Task-evoked activity quenches neural correlations and variability across cortical areas
Many large-scale functional connectivity studies have emphasized the importance of communication through increased inter-region correlations during task states. In contrast, local circuit studies have demonstrated that task states primarily reduce correlations among pairs of neurons, likely enhancing their information coding by suppressing shared spontaneous activity.

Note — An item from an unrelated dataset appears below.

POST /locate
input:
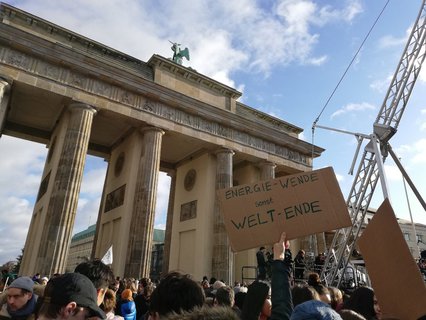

Here we sought to adjudicate between these conflicting perspectives, assessing whether co-active brain regions during task states tend to increase or decrease their correlations. We found that variability and correlations primarily decrease across a variety of cortical regions in two highly distinct data sets: non-human primate spiking data and human functional magnetic resonance imaging data. Moreover, this observed variability and correlation reduction was accompanied by an overall increase in dimensionality (reflecting less information redundancy) during task states, suggesting that decreased correlations increased information coding capacity. We further found in both spiking and neural mass computational models that task-evoked activity increased the stability around a stable attractor, globally quenching neural variability and correlations. Together, our results provide an integrative mechanistic account that encompasses measures of large-scale neural activity, variability, and correlations during resting and task states.